The market is continuing its steady recovery, with the delinquency rate for mortgage loans on one-to-four-unit residential properties falling to 6.96% in the second quarter, the lowest level since mid-2008, the Mortgage Bankers Association said.
The delinquency rate includes loans that are at least one payment past due; however, it does not include loans in the process of foreclosure.
Also reaching the lowest level since the first quarter of 2007, the percentage of loans on which foreclosure actions were started during the second quarter decreased to 0.64% from 0.70%.
Meanwhile, the serious delinquency rate, which includes loans that are 90+ days past due, sank to 5.8%, a drop of 51 basis points from the first quarter.
The combined percentage of loans at least one payment past due or in foreclosure was at its lowest level in five years, decreasing to 10.13%, 17 basis points lower than last quarter and 149 basis points lower than the same quarter a year ago.
“For most of the country, delinquencies and foreclosures have returned to more normal historical levels. Most states are at or only slightly above longer-term averages, and some of the worst-hit states are showing improvement,” the MBA stated.
As a whole, the delinquency rate dropped for all loan types except FHA loans.
The FHA 30-day delinquency rate increased by 26 basis points, while the rate for prime, fixed loans and prime ARM loans fell 23 basis points to 3.54% and 87 basis points to 6.75%, respectively.

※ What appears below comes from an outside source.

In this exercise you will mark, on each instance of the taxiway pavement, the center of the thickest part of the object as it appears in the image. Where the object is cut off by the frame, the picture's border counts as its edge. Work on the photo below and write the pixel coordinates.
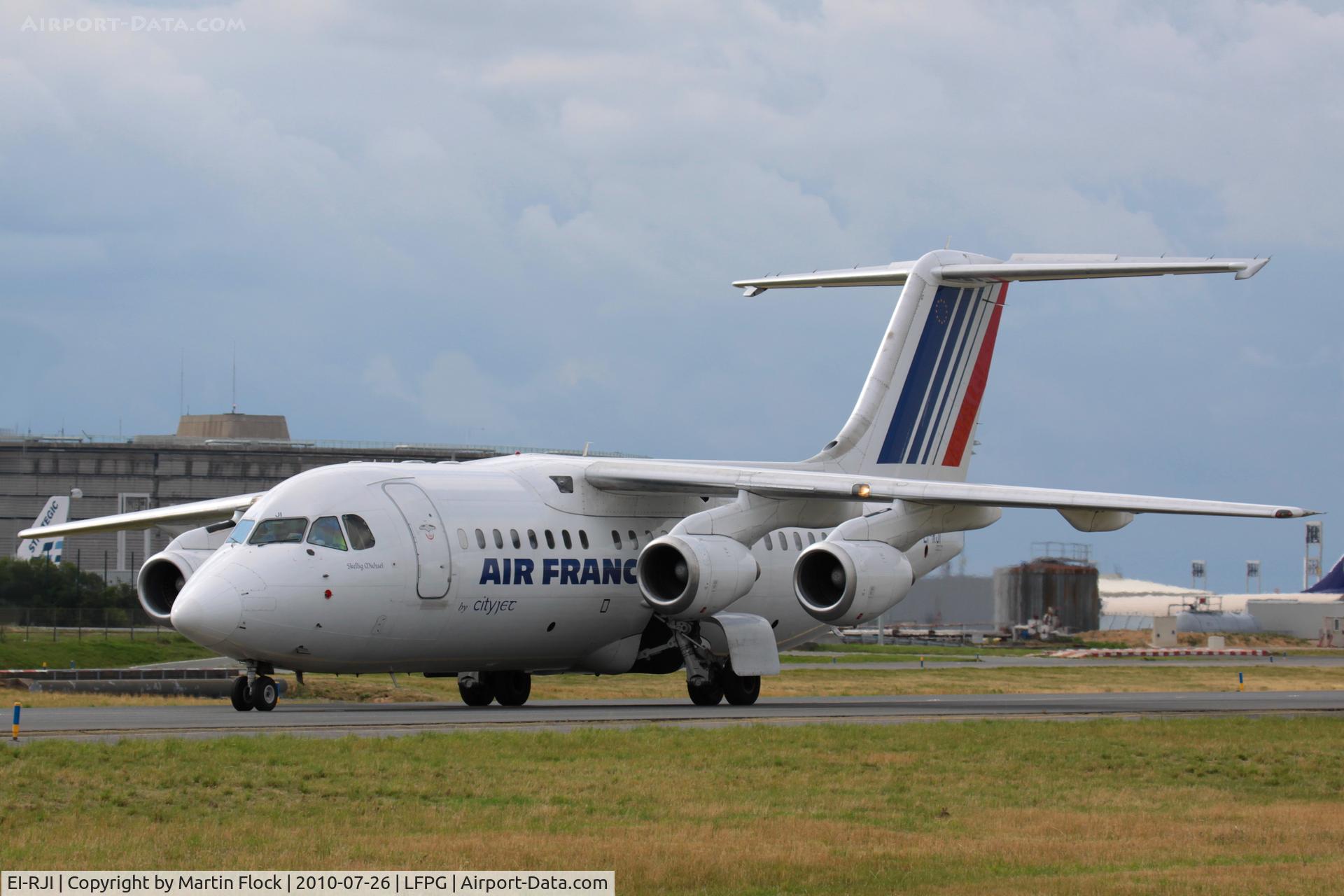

Additionally, the foreclosure inventory rate plummeted to 3.33%, with the foreclosure inventory rate for prime fixed loans dropping 27 basis points to 1.71%.
Looking at individual states, foreclosure starts fell or were unchanged in 43 states and the foreclosure inventory rate either improved or was unchanged in 45 states, Jay Brinkmann, MBA’s chief economist and senior vice president of research and economics, said.
“Both judicial systems and states with nonjudicial systems declined to recent lows, with judicial states seeing the lowest foreclosure inventory since 2009 and nonjudicial states seeing the lowest foreclosure inventory since 2007,” Brinkmann said.
“While overall economic growth and jobs creation have been less than robust, the improvements have not been consistent across the country or all sectors,” he added. “The result is that those states with the weakest economic growth and the most sclerotic foreclosure systems have seen the slowest improvements in delinquency and foreclosure rates.”